Depuis un peu moins d’une décennie le duo plus qu’alternatif des Kills déverse son rock crasseux, minimaliste mais ô combien jouissif pour qui arrive capter l’essence de ce groupe unique en son genre. Plutôt discret dans les premières années, le groupe est passé à l’échelon supérieur depuis l’excellentissime MIDNIGHT BOOM (2008) et depuis que nos deux personnages sont presque devenu des « people ». Jamie Hince est connu désormais pour être le petit copain et futur mari de Kate Moss. Sympa. Et la belle Alison Mosshart a connu un grand succès auprès de Jack White avec les Dead Weather. Leur retour est un événement presque aussi important que le mariage du prince William… enfin à nos yeux et sans doute à toi lecteur qui s’intéresse à cette musique de drogué.

 

Plus lisse, plus propre, moins sensuel, moins sexuel…

 

Les premiers prémices de BLOOD PRESSURES entendus à la radio étaient plutôt bons. Le single "Satellite" paraissait déjà comme une évidence et dans la pure veine des Kills. En tout cas dans la suite logique de MIDNIGHT BOOM avec toujours cette décadence dans le rythme et dans le riff crasseux. A l’arrivée de l’album, peu de titres ressortent véritablement du lot. L’envoûtant et cérémonial "The Last Goodbye" se démarque toutefois avec sa jolie petite mélodie et son air mélancolique. "DNA" sonne bien avec sa touche bluesy-rock, mais pour le reste il faut plusieurs écoutes attentives afin d’être bien dedans. Et encore ! Au fil des écoutes, il n’y a pas cette magie qui apparaît généralement petit à petit. Les puristes apprécieront peut être "Heart Is A Beating Drum" au détriment du plutôt pop "Nail In My Coffin". Le "Wild Charms" chanté par Jamie pourra éventuellement divertir quelques inconditionnels de rock anglais à la sauce Lenon. Mais voilà, pour le reste on ne s’envole pas dans les paradis artificiels que les Kills ont pu construire par le passé. Plus lisse, plus propre, moins sensuel, moins sexuel, quelque chose a changé. "Pots And Pan" qui clôt se BLOOD PRESSURES sauve la fin du disque, car les deux titres précédents sont clairement en dessous de la moyenne. 

 

 

L’album dans son ensemble est agréable, il est même bien foutu. Il est clair cependant que la direction artistique du groupe a changé. Pour les inconditionnels de NO WOW la pilule va être dure à avaler.
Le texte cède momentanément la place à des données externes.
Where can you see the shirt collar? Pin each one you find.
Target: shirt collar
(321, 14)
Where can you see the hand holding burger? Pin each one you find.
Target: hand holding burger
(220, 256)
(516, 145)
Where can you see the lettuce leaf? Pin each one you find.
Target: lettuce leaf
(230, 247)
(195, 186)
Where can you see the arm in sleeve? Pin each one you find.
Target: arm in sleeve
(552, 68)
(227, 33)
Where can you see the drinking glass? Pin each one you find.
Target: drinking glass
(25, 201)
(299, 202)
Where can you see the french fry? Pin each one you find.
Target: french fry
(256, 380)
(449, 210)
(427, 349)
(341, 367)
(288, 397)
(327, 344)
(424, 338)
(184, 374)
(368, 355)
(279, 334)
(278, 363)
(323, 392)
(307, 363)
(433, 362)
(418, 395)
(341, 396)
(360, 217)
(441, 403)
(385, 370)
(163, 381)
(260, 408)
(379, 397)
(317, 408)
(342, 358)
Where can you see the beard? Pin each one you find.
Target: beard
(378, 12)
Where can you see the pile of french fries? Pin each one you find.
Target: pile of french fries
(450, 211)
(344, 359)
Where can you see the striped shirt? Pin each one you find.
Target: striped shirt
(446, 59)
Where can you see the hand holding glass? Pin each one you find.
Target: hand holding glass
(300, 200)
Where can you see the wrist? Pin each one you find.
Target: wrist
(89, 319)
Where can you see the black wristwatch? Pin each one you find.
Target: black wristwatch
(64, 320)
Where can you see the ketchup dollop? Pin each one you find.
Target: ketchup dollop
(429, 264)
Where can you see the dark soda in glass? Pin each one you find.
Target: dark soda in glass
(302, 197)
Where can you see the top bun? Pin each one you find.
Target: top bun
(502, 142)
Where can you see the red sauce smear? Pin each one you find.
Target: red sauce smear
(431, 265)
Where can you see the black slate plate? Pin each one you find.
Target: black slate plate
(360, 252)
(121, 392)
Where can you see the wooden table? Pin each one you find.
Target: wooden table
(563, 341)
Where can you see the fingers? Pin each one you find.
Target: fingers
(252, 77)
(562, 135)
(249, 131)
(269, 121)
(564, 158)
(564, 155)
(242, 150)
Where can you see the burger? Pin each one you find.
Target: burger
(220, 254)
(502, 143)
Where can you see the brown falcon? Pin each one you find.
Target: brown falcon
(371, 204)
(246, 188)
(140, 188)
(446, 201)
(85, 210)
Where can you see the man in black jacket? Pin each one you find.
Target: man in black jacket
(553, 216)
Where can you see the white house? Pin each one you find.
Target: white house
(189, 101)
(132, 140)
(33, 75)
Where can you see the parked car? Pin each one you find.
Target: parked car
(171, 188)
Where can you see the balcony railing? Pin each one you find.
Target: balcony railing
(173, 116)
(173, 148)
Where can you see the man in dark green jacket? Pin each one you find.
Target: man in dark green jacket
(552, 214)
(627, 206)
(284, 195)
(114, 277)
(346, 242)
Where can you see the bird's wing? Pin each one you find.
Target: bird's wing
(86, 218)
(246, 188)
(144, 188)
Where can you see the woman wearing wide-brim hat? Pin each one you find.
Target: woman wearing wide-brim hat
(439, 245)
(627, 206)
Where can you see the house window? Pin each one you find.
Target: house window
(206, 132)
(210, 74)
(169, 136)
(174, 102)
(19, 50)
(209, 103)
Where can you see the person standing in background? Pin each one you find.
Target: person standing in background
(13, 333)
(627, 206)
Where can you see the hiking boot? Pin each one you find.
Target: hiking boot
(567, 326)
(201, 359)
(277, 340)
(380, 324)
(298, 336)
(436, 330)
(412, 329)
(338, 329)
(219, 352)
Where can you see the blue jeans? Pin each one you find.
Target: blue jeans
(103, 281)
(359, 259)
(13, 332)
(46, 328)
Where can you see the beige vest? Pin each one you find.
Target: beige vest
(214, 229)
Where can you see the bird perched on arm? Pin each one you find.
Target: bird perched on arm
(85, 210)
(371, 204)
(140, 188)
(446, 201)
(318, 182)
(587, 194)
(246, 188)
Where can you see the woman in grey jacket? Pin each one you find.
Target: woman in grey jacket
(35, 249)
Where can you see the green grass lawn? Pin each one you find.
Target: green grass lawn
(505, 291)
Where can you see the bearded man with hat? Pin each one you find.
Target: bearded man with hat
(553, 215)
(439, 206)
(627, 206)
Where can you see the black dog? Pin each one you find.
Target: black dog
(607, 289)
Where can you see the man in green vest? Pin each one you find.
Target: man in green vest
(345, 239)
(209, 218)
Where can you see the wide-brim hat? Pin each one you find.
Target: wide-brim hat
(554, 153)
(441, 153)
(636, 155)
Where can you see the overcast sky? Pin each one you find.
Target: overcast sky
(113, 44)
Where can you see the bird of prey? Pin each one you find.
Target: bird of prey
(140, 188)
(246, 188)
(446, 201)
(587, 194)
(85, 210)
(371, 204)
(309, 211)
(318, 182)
BLOOD PRESSURES est peut-être plus accessible pour un large public… c’est bien ça qu’on reproche… Tout un chacun est en droit de se poser les questions qui lui brûlent les lèvres. Le duo s’est-il essoufflé ? Les Dead Weather ont-il tué les Kills ? Le groupe a-t-il un avenir ? On espère sincèrement retrouver la pêche et l’énergie que l’on peut voir lors des prestations scéniques, malheureusement pas de date en Suisse pour l’instant.